Dimák-Tombi is a scholar of comparative literature working on the intersection of literature and science. She earned a PhD in the History of Italian Literature and Culture from the University Eötvös Loránd of Budapest. She has held several teaching positions in the Department of Italian Studies at the University of Pécs in Hungary, where she is currently an Associate Professor. Dimák-Tombi has participated in 20 national and international conferences, authored two books, and more than 40 studies. She has published numerous articles on topics including scientific and pseudoscientific discourse in Europe, literature of 18th-century Italy, and the use of metaphors in Italian poetry during the Middle Ages.

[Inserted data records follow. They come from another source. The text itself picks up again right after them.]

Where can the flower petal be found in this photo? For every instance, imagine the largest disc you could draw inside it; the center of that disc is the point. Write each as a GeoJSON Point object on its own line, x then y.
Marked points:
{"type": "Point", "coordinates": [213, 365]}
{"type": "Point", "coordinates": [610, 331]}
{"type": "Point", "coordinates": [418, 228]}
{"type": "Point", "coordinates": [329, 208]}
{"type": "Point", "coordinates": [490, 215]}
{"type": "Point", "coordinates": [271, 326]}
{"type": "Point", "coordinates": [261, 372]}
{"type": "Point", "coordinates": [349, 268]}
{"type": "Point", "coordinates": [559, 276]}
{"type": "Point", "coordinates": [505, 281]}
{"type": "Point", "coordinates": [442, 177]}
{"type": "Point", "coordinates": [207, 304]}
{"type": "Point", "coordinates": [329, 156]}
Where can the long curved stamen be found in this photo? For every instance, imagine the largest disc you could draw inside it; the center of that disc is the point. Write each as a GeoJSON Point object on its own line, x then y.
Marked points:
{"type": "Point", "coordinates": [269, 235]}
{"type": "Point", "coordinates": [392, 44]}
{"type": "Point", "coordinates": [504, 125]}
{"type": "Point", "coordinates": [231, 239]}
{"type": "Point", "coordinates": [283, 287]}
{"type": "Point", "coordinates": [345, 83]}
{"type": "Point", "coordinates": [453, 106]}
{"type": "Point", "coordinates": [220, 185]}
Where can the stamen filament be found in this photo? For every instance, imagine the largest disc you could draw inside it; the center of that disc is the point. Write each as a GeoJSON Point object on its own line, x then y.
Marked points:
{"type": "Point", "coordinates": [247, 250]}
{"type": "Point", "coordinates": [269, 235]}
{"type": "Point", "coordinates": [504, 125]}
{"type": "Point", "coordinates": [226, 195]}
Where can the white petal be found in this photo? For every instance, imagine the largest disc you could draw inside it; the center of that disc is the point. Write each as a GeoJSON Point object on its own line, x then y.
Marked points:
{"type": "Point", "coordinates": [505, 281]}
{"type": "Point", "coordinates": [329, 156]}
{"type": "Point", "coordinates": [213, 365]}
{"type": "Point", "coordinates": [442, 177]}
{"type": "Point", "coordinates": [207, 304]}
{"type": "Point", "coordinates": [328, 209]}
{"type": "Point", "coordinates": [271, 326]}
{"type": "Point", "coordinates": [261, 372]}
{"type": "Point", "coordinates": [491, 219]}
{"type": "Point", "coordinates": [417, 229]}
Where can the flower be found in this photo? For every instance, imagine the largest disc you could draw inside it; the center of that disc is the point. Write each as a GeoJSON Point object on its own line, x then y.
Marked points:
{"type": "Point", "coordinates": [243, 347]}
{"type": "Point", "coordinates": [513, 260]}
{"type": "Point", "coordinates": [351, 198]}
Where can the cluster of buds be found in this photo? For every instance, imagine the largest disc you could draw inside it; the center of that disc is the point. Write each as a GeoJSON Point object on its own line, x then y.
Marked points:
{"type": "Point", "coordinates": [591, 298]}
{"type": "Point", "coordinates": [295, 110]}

"I was studying in a high school where in the center of the curricula were natural sciences,” Dimák-Tombi said. “Although I chose a different direction, my love for biology and chemistry didn't change. I am really happy that I could find a field where literature and philosophy are blending with natural sciences, resulting in a fertile ground that is not science and is not literature anymore. The 18th century is the perfect period to study the formation of this hybrid branch of literature. Those who attend the lecture can follow the formation of the public sphere in Europe and can gain more information about that period, which roughly coincides with the period of the American Revolutionary War.”
Lecture Abstract: In the age of the Enlightenment, with its borning intellectual climate there was a great demand for new scientific information. The old-fashioned universities and the new scientific societies could not offer considerable insight into the progress of science. The greatest expansion in the literature of popular science was witnessed by 18th-century papers, which in a short period of time became the most important means of providing the reading public with information and guidance on curious new state of science, philosophy, and literature.
Beside the taste-shaping role of the first magazines, similar importance will be dedicated even to that social and cultural background, which led to the formation of literature of popular science, making it different from scientific works. Cultural value of European coffeehouses and saloons will be also discussed, as well as the presence of a new, rising public: the female reader.